We just experienced a classic situation that shows why Windows' overcomplicated ACL and permission system is hardly usable in real life situation.
Windows apologists always complain that Linux's simple user/group and rwx permission system is too simple to match the complex situations you will find in real life. Well, sometimes it is problematic to project complex real life relationships of project teams, people and objects that need access control to Linux. But the clue is: Windows isn't able to do that, either. Why? Simply because it doesn't work reliably.

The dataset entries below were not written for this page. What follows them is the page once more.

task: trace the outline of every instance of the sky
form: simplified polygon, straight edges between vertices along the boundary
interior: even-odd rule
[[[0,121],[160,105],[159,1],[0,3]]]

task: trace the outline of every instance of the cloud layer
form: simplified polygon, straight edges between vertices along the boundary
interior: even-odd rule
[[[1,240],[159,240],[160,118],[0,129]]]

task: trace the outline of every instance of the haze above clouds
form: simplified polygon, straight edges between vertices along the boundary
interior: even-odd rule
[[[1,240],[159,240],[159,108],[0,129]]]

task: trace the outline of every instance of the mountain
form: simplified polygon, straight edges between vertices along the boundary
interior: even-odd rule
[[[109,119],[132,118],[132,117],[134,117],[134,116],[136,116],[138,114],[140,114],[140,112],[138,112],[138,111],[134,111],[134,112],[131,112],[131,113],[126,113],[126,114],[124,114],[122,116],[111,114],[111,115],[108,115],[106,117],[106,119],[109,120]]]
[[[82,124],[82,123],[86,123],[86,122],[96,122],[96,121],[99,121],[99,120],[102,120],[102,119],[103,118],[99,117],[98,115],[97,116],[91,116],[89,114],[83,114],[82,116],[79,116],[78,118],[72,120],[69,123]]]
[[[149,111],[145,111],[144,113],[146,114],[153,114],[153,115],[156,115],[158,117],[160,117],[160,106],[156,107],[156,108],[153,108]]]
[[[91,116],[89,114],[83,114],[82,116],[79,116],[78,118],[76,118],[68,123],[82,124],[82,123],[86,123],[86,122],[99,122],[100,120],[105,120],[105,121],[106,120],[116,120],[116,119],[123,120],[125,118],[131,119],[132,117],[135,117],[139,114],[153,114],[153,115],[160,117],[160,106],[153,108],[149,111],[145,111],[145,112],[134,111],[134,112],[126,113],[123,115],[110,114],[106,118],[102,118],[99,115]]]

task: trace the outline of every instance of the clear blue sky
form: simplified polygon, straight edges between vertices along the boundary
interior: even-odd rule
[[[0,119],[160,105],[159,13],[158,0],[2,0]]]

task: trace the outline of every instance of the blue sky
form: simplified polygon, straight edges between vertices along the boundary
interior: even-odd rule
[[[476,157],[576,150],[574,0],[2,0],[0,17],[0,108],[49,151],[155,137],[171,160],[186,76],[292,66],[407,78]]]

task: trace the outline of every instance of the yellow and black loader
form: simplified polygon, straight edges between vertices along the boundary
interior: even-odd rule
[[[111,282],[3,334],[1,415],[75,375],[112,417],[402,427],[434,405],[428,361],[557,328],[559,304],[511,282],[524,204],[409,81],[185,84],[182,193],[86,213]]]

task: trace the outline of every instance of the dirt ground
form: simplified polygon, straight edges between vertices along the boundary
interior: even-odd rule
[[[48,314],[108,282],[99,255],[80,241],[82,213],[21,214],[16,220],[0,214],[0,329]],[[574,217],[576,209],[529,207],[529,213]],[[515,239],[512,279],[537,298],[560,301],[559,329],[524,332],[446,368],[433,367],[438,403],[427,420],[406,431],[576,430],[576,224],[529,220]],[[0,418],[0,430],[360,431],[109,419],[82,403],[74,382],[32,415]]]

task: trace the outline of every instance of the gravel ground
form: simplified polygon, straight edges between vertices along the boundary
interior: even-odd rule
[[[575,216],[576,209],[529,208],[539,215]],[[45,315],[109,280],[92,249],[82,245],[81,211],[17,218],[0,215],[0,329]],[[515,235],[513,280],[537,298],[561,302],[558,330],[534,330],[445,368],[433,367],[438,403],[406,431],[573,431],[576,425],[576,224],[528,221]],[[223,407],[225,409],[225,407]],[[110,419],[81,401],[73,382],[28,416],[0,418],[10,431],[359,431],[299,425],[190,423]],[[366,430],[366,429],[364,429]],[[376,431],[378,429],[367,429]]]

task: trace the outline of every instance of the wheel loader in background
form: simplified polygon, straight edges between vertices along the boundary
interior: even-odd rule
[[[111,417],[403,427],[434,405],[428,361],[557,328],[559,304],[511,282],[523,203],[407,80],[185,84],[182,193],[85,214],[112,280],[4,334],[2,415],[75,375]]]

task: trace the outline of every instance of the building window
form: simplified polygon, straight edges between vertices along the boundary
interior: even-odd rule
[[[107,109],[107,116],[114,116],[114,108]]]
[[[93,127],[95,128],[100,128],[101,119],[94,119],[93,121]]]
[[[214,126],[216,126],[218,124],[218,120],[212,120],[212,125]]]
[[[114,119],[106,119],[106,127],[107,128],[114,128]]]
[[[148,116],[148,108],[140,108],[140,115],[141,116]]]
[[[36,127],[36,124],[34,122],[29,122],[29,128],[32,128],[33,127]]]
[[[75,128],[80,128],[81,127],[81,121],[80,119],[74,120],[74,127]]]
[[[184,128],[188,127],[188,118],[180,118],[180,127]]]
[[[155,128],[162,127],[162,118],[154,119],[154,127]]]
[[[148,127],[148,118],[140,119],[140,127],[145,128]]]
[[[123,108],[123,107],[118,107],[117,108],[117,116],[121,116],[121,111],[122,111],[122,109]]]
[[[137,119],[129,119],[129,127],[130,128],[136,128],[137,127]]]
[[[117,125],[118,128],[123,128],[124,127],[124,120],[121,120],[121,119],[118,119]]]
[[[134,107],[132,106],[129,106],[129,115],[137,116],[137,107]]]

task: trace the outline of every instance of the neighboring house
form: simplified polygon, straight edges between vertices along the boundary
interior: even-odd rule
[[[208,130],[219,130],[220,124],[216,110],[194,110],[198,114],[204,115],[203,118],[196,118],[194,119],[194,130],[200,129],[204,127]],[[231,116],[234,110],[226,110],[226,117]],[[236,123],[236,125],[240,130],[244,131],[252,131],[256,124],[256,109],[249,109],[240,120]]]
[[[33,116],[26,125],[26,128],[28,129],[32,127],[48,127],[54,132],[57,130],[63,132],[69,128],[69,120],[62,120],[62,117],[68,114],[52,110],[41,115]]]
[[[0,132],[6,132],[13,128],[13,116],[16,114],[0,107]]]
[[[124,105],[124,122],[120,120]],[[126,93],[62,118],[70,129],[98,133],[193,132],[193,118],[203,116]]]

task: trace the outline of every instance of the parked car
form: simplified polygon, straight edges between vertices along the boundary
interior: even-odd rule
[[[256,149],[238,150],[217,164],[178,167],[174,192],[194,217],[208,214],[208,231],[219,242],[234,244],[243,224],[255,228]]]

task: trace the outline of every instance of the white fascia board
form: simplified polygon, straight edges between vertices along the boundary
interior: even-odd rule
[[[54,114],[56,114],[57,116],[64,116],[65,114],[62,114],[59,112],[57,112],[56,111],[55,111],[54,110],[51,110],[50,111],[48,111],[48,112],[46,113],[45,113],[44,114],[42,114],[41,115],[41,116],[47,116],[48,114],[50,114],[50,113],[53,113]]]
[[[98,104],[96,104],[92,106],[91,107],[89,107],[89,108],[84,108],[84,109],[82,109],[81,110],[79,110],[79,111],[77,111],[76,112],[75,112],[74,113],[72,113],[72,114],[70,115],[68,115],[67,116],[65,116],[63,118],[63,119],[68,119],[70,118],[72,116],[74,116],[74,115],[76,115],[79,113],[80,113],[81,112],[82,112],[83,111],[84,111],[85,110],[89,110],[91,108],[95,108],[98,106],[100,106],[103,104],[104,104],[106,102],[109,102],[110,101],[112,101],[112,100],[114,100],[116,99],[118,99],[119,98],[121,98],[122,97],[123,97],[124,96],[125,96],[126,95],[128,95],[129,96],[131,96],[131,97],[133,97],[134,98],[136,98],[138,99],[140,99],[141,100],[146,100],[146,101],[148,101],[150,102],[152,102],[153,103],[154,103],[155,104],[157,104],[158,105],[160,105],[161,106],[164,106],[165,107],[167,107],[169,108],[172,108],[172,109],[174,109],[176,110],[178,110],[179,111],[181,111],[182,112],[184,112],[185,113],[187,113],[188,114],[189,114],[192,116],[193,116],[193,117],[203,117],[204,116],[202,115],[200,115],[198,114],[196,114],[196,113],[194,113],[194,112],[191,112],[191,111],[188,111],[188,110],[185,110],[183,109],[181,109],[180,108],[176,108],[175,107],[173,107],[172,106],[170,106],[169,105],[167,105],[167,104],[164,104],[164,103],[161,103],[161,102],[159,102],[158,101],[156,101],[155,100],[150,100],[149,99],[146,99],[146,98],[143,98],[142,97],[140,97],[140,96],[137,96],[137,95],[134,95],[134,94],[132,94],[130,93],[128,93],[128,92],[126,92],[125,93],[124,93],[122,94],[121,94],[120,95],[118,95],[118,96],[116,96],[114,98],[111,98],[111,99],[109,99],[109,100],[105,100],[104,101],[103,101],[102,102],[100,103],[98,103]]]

Now back to the "classic" example that I mentioned above: a colleague opened an SMB share to let me copy a few files from him. I was able to access that share, but when I clicked through the folders to get to that file, I was stuck at that point. "Hey, that folder doesn't even exist!", I told him, but for him, they were visible. He checked and double-checked everything, he even had permissions set to "allow everything for everybody" (0777 in Linux jargon) on one of the root folders including the "children inherit permissions from parent" option. Well, it worked for all files, except for the one damn folder that I needed to access! I even logged in as "Administrator", so Windows just behaves mysteriously.
My guess is that the folder's name ("docu") is a registered keyword such special situations, but that sounds too weird to be true. Anyway, I managed to get the file by simply trying to enter the folder name in the Windows Explorer's address bar, and that worked! Crazy. Really crazy. I'm already looking forward to the times where I can again use any other OS than Windows at work.